By this heat step, it is possible to add a curing agent so that the curing proceeds, and immobilize it so as not to react in the subsequent steps. Further, here, although it is immobilized by heat, it may be immobilized by a chemical reaction. Although the passivation film serving as the light absorption film 32 is formed integrally with the passivation film 31, another material can be formed as the passivation film 31 after the light absorption film 32 is formed. .. Conversely, it is also possible to form the passivation film 31 and then form the light absorption film 32. Next, this passivation film 31, 3
2 is coated with a dyed film 40 made of a filter material such as casein or gelatin, and the dyed film 40 is first exposed through the photomask 6 using a normal lithographic technique, and then developed and dyed. Then, the colored film 41 is formed (FIG. 4). Continuing, passivation film 3
The second and third colored films 42 and 43 are deposited on the exposed portion of No. 1 to form the color filter 4 made of these colored films (FIG. 1). Flat passivation films 31, 32
Since the light absorption film 32 is formed on the above, the light shielding film 3 does not reflect the light and each colored film 4 is formed.
The edges 1 to 43 are formed almost vertically.

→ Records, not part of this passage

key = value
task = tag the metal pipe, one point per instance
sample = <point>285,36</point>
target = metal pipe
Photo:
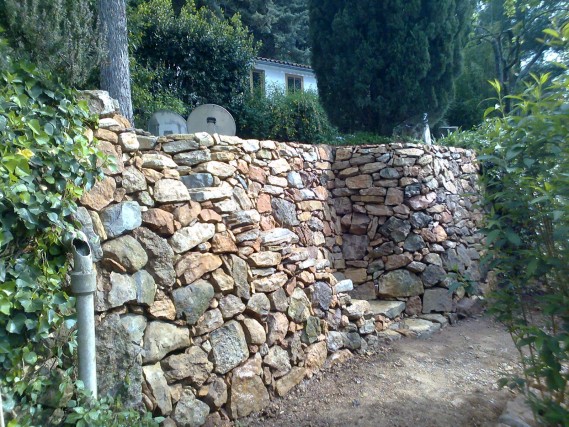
<point>1,411</point>
<point>83,286</point>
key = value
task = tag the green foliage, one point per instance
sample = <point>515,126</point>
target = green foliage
<point>295,116</point>
<point>514,31</point>
<point>472,88</point>
<point>60,35</point>
<point>186,60</point>
<point>525,158</point>
<point>281,26</point>
<point>76,408</point>
<point>372,75</point>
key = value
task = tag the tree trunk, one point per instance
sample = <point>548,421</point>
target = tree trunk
<point>115,72</point>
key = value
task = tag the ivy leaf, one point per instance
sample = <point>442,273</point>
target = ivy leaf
<point>35,126</point>
<point>16,324</point>
<point>30,358</point>
<point>513,238</point>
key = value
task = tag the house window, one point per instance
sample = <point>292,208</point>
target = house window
<point>294,83</point>
<point>258,80</point>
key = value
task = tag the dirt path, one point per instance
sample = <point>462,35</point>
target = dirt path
<point>446,380</point>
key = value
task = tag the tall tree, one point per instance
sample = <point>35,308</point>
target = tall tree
<point>115,70</point>
<point>473,93</point>
<point>60,36</point>
<point>514,30</point>
<point>280,25</point>
<point>189,59</point>
<point>380,63</point>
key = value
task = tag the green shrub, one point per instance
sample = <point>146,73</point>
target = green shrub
<point>296,116</point>
<point>526,178</point>
<point>47,161</point>
<point>185,60</point>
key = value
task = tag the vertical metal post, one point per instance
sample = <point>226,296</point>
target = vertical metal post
<point>1,411</point>
<point>83,286</point>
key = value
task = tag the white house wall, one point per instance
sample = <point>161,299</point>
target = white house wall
<point>275,76</point>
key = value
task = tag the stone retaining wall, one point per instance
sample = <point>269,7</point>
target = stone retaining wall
<point>221,261</point>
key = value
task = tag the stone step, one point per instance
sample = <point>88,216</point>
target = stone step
<point>421,327</point>
<point>390,309</point>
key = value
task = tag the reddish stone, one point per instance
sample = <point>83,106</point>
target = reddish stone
<point>398,261</point>
<point>123,121</point>
<point>414,306</point>
<point>267,223</point>
<point>194,265</point>
<point>360,181</point>
<point>440,234</point>
<point>186,213</point>
<point>242,167</point>
<point>394,197</point>
<point>107,135</point>
<point>207,215</point>
<point>257,174</point>
<point>321,193</point>
<point>163,309</point>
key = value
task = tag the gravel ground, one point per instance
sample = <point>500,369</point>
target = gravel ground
<point>448,379</point>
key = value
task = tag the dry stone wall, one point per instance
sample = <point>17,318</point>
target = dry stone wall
<point>225,266</point>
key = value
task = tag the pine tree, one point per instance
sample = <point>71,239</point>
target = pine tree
<point>380,63</point>
<point>115,70</point>
<point>61,36</point>
<point>280,25</point>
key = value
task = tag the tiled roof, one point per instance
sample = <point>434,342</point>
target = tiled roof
<point>287,63</point>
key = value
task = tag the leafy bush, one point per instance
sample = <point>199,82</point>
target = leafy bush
<point>61,36</point>
<point>186,60</point>
<point>47,160</point>
<point>293,116</point>
<point>526,178</point>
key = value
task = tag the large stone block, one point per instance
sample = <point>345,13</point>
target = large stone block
<point>399,283</point>
<point>437,299</point>
<point>161,338</point>
<point>120,218</point>
<point>193,300</point>
<point>354,247</point>
<point>229,347</point>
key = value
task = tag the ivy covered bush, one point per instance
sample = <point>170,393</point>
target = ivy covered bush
<point>293,116</point>
<point>48,158</point>
<point>525,162</point>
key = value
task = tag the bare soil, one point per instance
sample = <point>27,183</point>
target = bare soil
<point>449,379</point>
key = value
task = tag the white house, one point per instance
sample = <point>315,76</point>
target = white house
<point>268,73</point>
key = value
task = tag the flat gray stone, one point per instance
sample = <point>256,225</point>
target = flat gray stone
<point>158,387</point>
<point>198,180</point>
<point>229,347</point>
<point>127,252</point>
<point>390,309</point>
<point>399,283</point>
<point>437,299</point>
<point>161,338</point>
<point>284,212</point>
<point>145,287</point>
<point>120,218</point>
<point>193,300</point>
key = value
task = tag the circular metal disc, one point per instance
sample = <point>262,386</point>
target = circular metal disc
<point>211,118</point>
<point>165,122</point>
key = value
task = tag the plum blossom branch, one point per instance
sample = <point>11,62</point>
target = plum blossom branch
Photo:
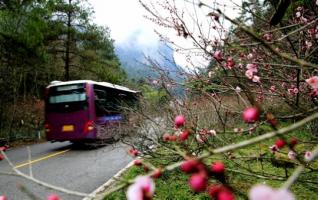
<point>250,32</point>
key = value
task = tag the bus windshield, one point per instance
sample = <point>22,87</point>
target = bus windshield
<point>68,98</point>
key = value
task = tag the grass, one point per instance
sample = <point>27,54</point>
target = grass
<point>241,166</point>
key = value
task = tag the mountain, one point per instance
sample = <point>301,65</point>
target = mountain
<point>134,57</point>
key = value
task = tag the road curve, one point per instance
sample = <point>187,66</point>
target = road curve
<point>63,165</point>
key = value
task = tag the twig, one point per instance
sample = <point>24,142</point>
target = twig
<point>299,170</point>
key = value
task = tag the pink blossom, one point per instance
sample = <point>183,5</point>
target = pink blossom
<point>212,132</point>
<point>249,74</point>
<point>143,187</point>
<point>264,192</point>
<point>200,138</point>
<point>229,63</point>
<point>256,79</point>
<point>291,155</point>
<point>218,55</point>
<point>238,130</point>
<point>250,56</point>
<point>313,82</point>
<point>53,197</point>
<point>308,44</point>
<point>268,36</point>
<point>273,148</point>
<point>238,89</point>
<point>252,67</point>
<point>273,88</point>
<point>307,155</point>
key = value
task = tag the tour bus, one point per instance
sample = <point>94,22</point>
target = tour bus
<point>85,110</point>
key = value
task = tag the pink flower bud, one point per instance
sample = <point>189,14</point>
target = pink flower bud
<point>218,56</point>
<point>225,195</point>
<point>313,82</point>
<point>3,198</point>
<point>308,155</point>
<point>280,143</point>
<point>214,190</point>
<point>133,152</point>
<point>198,182</point>
<point>251,115</point>
<point>156,173</point>
<point>166,137</point>
<point>173,138</point>
<point>179,121</point>
<point>218,167</point>
<point>189,166</point>
<point>230,63</point>
<point>53,197</point>
<point>293,141</point>
<point>138,162</point>
<point>184,135</point>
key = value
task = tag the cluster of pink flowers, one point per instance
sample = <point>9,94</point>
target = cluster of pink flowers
<point>313,82</point>
<point>198,181</point>
<point>251,72</point>
<point>293,90</point>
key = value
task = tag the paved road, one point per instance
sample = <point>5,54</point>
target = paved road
<point>62,164</point>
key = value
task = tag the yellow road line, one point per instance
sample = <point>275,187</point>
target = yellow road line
<point>40,159</point>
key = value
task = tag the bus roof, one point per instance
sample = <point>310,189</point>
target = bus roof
<point>105,84</point>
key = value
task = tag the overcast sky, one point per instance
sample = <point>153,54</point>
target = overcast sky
<point>126,18</point>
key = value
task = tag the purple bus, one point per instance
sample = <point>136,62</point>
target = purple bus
<point>85,110</point>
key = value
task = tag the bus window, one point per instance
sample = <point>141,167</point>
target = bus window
<point>100,101</point>
<point>70,98</point>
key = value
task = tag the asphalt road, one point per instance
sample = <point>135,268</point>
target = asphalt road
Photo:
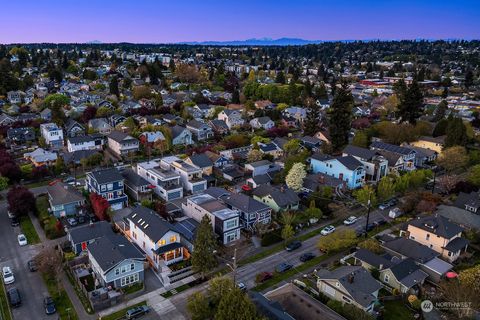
<point>30,284</point>
<point>247,273</point>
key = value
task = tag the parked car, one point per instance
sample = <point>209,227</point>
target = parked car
<point>7,275</point>
<point>293,245</point>
<point>327,230</point>
<point>137,312</point>
<point>264,276</point>
<point>282,267</point>
<point>307,256</point>
<point>22,240</point>
<point>49,305</point>
<point>395,213</point>
<point>14,297</point>
<point>350,220</point>
<point>32,265</point>
<point>14,222</point>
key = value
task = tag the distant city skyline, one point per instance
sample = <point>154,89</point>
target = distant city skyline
<point>150,21</point>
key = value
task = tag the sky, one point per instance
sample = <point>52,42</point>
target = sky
<point>168,21</point>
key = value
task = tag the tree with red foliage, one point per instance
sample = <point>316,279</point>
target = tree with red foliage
<point>89,113</point>
<point>21,201</point>
<point>100,206</point>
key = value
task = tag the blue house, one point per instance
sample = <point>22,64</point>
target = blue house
<point>347,168</point>
<point>109,184</point>
<point>64,199</point>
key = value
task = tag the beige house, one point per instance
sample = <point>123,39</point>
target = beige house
<point>349,284</point>
<point>435,144</point>
<point>439,234</point>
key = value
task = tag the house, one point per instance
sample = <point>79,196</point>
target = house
<point>233,118</point>
<point>347,168</point>
<point>281,199</point>
<point>136,186</point>
<point>405,158</point>
<point>165,180</point>
<point>41,157</point>
<point>116,262</point>
<point>433,143</point>
<point>376,166</point>
<point>439,234</point>
<point>80,237</point>
<point>52,134</point>
<point>64,199</point>
<point>20,136</point>
<point>88,142</point>
<point>225,221</point>
<point>73,128</point>
<point>349,284</point>
<point>262,123</point>
<point>100,125</point>
<point>219,126</point>
<point>109,184</point>
<point>181,135</point>
<point>122,144</point>
<point>200,130</point>
<point>157,237</point>
<point>202,161</point>
<point>253,213</point>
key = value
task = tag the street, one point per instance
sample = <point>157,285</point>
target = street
<point>30,284</point>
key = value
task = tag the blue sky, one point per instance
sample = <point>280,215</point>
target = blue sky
<point>188,20</point>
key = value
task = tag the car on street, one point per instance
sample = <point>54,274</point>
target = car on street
<point>14,297</point>
<point>14,222</point>
<point>307,256</point>
<point>7,275</point>
<point>327,230</point>
<point>22,240</point>
<point>282,267</point>
<point>264,276</point>
<point>350,220</point>
<point>49,305</point>
<point>293,245</point>
<point>32,265</point>
<point>137,312</point>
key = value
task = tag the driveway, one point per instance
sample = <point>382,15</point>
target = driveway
<point>30,284</point>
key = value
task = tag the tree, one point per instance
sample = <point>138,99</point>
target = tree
<point>3,183</point>
<point>295,177</point>
<point>340,118</point>
<point>21,201</point>
<point>365,195</point>
<point>456,133</point>
<point>203,257</point>
<point>338,241</point>
<point>113,86</point>
<point>372,245</point>
<point>100,206</point>
<point>386,188</point>
<point>453,158</point>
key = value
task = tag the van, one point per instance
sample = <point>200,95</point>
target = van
<point>395,213</point>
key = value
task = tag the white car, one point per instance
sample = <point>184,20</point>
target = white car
<point>7,275</point>
<point>22,240</point>
<point>350,220</point>
<point>327,230</point>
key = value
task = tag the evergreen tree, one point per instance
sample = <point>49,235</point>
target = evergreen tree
<point>113,86</point>
<point>203,257</point>
<point>456,133</point>
<point>340,118</point>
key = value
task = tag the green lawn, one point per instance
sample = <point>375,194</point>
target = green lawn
<point>121,313</point>
<point>396,310</point>
<point>63,304</point>
<point>5,311</point>
<point>29,230</point>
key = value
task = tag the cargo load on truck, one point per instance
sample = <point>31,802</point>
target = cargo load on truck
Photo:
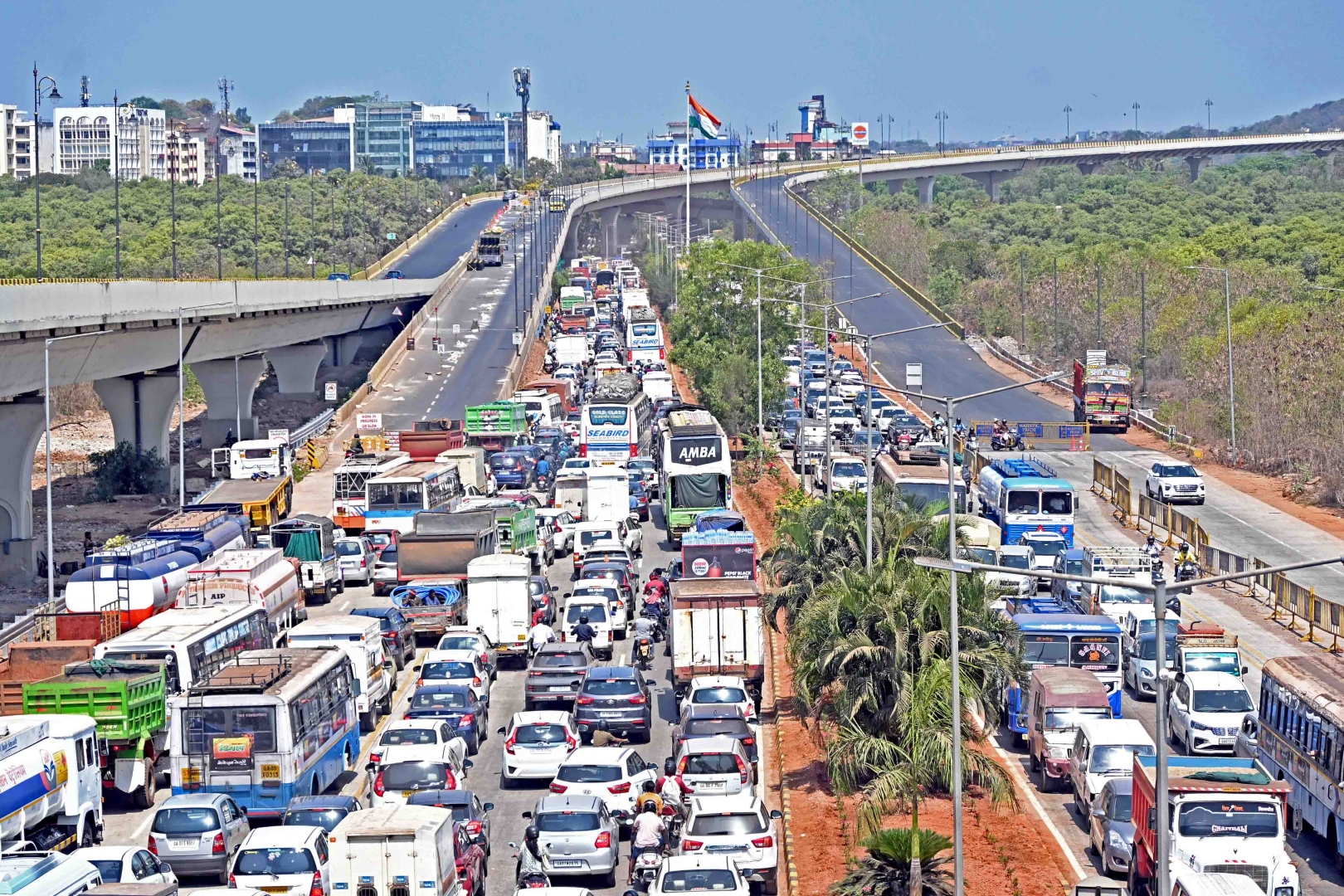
<point>1103,391</point>
<point>129,702</point>
<point>717,629</point>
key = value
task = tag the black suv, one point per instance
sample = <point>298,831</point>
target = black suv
<point>557,674</point>
<point>621,698</point>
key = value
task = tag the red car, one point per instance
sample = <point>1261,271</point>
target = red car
<point>470,861</point>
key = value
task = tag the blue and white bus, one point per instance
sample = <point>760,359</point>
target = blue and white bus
<point>1025,494</point>
<point>265,728</point>
<point>392,499</point>
<point>1089,642</point>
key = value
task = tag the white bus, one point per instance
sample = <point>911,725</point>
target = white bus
<point>696,469</point>
<point>283,720</point>
<point>348,485</point>
<point>394,499</point>
<point>617,421</point>
<point>192,642</point>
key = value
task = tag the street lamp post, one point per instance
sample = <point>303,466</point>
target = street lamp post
<point>1160,592</point>
<point>41,88</point>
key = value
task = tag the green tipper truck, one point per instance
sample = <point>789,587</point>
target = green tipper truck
<point>494,426</point>
<point>128,702</point>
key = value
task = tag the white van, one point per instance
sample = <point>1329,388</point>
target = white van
<point>362,640</point>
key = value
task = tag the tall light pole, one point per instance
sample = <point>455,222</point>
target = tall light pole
<point>1231,391</point>
<point>1160,592</point>
<point>43,86</point>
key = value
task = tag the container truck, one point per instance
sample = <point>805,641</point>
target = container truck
<point>1103,391</point>
<point>1226,817</point>
<point>129,703</point>
<point>394,850</point>
<point>717,631</point>
<point>52,796</point>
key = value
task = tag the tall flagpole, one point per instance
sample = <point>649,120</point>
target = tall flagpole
<point>689,165</point>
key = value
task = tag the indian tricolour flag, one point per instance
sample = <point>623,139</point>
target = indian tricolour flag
<point>704,119</point>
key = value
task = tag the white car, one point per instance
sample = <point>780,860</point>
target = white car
<point>696,874</point>
<point>737,826</point>
<point>455,668</point>
<point>719,691</point>
<point>1172,483</point>
<point>293,857</point>
<point>1205,711</point>
<point>127,865</point>
<point>357,559</point>
<point>616,774</point>
<point>537,743</point>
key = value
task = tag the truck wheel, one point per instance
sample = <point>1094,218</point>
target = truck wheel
<point>144,796</point>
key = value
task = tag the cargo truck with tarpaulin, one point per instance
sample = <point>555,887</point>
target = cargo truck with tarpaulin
<point>717,629</point>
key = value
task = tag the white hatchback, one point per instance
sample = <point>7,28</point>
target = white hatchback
<point>537,743</point>
<point>290,856</point>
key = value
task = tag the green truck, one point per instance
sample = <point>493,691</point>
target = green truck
<point>128,700</point>
<point>496,426</point>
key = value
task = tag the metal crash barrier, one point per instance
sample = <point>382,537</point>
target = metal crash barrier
<point>1034,434</point>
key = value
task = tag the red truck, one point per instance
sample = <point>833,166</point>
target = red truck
<point>1226,817</point>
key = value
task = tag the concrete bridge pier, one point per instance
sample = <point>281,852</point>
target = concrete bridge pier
<point>227,397</point>
<point>925,186</point>
<point>22,421</point>
<point>141,409</point>
<point>342,348</point>
<point>296,367</point>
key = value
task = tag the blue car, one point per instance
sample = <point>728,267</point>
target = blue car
<point>455,704</point>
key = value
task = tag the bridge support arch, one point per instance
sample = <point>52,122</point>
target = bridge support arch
<point>229,398</point>
<point>296,367</point>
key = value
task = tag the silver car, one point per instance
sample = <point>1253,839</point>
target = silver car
<point>199,833</point>
<point>578,835</point>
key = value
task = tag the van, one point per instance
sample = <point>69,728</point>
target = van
<point>1058,702</point>
<point>362,640</point>
<point>1103,748</point>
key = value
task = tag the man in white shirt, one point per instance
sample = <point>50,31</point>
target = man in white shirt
<point>645,835</point>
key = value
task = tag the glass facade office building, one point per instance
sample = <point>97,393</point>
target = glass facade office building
<point>448,149</point>
<point>312,145</point>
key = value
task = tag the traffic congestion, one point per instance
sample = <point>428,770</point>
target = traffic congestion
<point>527,641</point>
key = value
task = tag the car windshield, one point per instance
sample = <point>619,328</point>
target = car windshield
<point>699,880</point>
<point>414,776</point>
<point>398,737</point>
<point>324,818</point>
<point>1229,820</point>
<point>1116,759</point>
<point>108,868</point>
<point>448,670</point>
<point>578,774</point>
<point>277,860</point>
<point>567,821</point>
<point>1069,718</point>
<point>735,822</point>
<point>440,700</point>
<point>186,821</point>
<point>544,733</point>
<point>719,694</point>
<point>710,763</point>
<point>1222,702</point>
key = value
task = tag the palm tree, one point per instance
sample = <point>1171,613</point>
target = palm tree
<point>888,869</point>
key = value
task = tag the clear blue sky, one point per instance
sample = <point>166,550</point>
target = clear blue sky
<point>621,67</point>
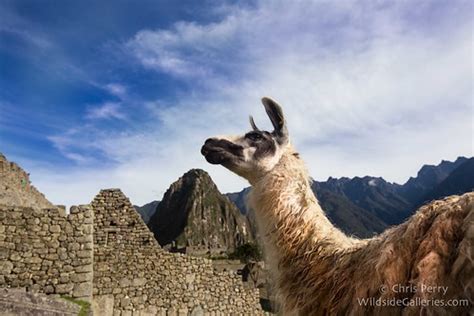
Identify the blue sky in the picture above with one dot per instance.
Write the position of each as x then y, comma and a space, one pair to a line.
98, 94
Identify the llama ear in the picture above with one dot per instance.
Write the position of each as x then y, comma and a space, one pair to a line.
275, 113
252, 123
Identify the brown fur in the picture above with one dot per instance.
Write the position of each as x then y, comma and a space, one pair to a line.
320, 271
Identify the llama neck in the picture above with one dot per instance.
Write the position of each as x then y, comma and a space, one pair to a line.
287, 209
297, 235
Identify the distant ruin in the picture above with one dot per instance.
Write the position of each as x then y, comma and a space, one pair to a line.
105, 253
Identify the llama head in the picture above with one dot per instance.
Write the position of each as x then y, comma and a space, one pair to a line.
255, 153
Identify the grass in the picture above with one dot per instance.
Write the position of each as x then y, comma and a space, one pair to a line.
85, 306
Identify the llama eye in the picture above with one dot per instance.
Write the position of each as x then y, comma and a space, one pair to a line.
253, 136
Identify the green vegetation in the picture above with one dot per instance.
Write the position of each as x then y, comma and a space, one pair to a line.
247, 252
85, 306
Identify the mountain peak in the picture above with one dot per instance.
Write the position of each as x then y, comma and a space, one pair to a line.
196, 217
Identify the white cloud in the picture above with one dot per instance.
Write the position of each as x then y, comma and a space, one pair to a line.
368, 88
116, 89
108, 110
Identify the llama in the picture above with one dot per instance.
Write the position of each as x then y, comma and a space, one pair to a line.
418, 267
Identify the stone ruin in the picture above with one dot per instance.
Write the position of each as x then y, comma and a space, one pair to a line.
104, 253
16, 187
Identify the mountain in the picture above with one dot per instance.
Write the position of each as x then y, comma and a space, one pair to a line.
429, 176
350, 218
344, 214
16, 188
366, 205
195, 217
375, 195
146, 211
240, 200
459, 181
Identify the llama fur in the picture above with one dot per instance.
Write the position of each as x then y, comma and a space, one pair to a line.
319, 270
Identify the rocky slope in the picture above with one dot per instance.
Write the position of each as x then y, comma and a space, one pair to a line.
16, 188
375, 195
429, 176
194, 216
364, 206
459, 181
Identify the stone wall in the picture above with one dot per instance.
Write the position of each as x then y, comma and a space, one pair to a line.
47, 251
16, 188
133, 273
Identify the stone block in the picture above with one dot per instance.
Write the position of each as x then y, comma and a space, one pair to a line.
83, 289
64, 288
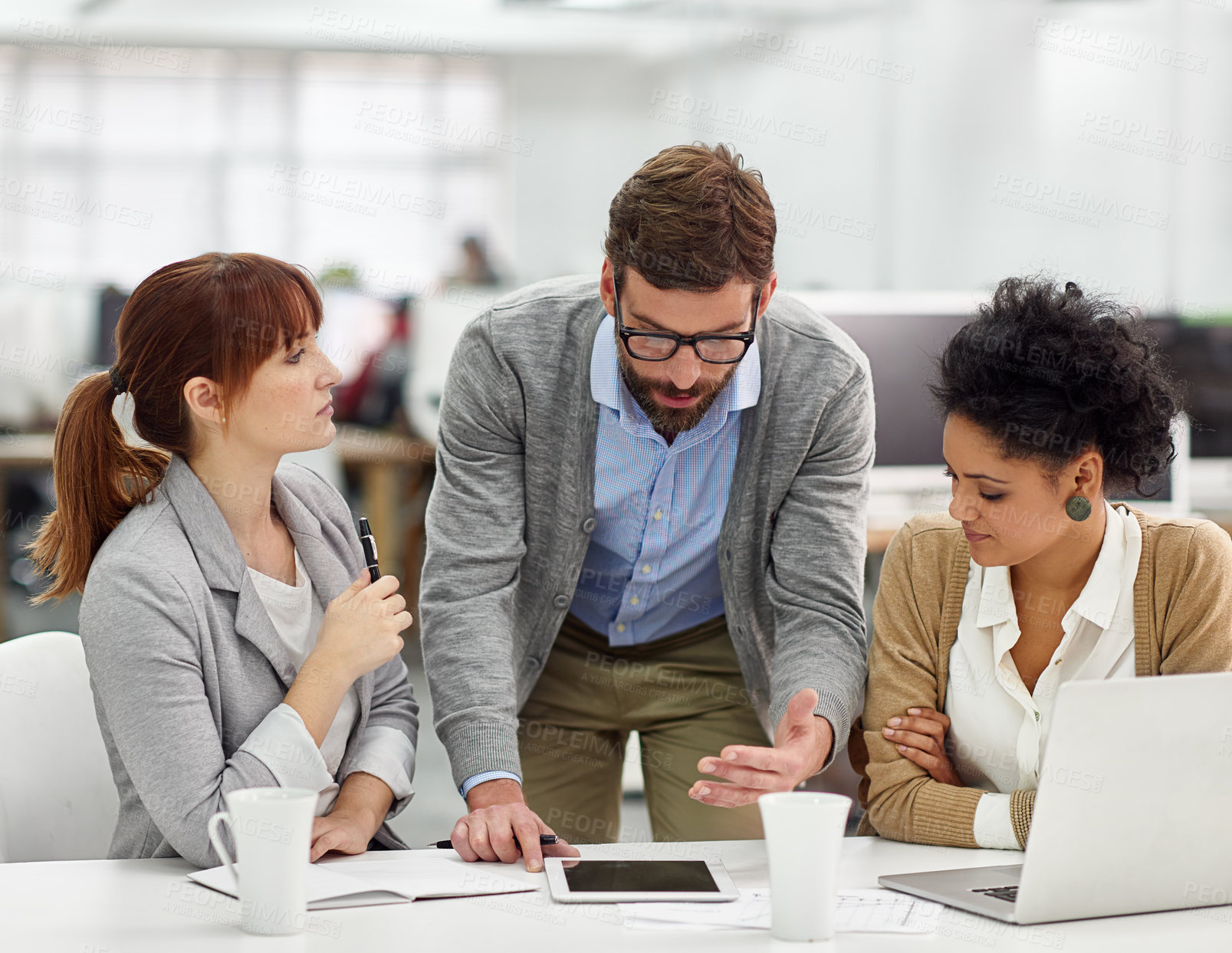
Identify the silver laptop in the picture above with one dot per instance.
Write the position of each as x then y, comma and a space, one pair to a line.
1132, 815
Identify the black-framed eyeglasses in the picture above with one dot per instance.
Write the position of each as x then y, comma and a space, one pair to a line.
659, 346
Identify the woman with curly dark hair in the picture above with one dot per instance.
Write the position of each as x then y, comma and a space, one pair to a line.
1053, 403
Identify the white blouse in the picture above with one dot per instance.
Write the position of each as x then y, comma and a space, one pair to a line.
383, 751
998, 730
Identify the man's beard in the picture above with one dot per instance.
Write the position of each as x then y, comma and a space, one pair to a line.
671, 419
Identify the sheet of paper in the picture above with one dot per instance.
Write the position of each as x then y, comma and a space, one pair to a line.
859, 912
395, 880
324, 888
435, 876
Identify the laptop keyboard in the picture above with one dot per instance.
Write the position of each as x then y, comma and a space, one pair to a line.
1000, 893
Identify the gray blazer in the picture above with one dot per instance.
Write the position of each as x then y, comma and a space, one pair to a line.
185, 662
513, 507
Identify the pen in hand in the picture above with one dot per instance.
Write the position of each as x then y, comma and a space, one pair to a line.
370, 549
546, 840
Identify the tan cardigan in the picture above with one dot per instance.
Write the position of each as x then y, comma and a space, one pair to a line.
1181, 623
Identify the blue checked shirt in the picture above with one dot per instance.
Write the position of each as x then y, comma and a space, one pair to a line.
652, 565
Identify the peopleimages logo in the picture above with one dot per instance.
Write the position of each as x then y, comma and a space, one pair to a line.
1114, 50
708, 115
1076, 205
1155, 142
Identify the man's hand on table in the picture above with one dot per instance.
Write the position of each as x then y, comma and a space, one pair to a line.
801, 745
498, 814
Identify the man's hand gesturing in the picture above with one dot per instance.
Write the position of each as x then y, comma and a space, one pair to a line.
801, 745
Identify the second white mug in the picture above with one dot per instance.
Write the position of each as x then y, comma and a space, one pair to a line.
803, 833
272, 831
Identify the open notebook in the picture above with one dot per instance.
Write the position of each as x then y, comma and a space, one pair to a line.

Next, a second embodiment will be described with reference to FIG. FIG. 5 is a partial cross-sectional view of the solid-state imaging device. The difference of this embodiment from the above-mentioned embodiments is that the passivation film is entirely composed of the light absorption film 32 shown in FIG. This passivation film 3
As the film 2, a film such as a positive photoresist fixed by the above-mentioned heat is used. If this is used, in the step of forming the passivation film, the step of making transparent is not necessary, and only the heat step is necessary. According to the characteristic diagram (FIG. 12) showing the relationship between the light transmittance T of this material and the wavelength, it is transparent in the visible region having a wavelength of about 400 to 700 nm, and the lithography forming the color filter 4 is performed. It is a spectrum that absorbs a wavelength of 365 nm of i-line, which is a typical example of light used for exposure of the technology. Moreover, the passivation film 32 covering the light receiving portion 2 and the transfer portion 5
However, since it has a flattened surface like the solid-state imaging device of the above-mentioned embodiment, it is possible to provide a good color filter pattern shape without degrading the characteristics of the color filter. it can.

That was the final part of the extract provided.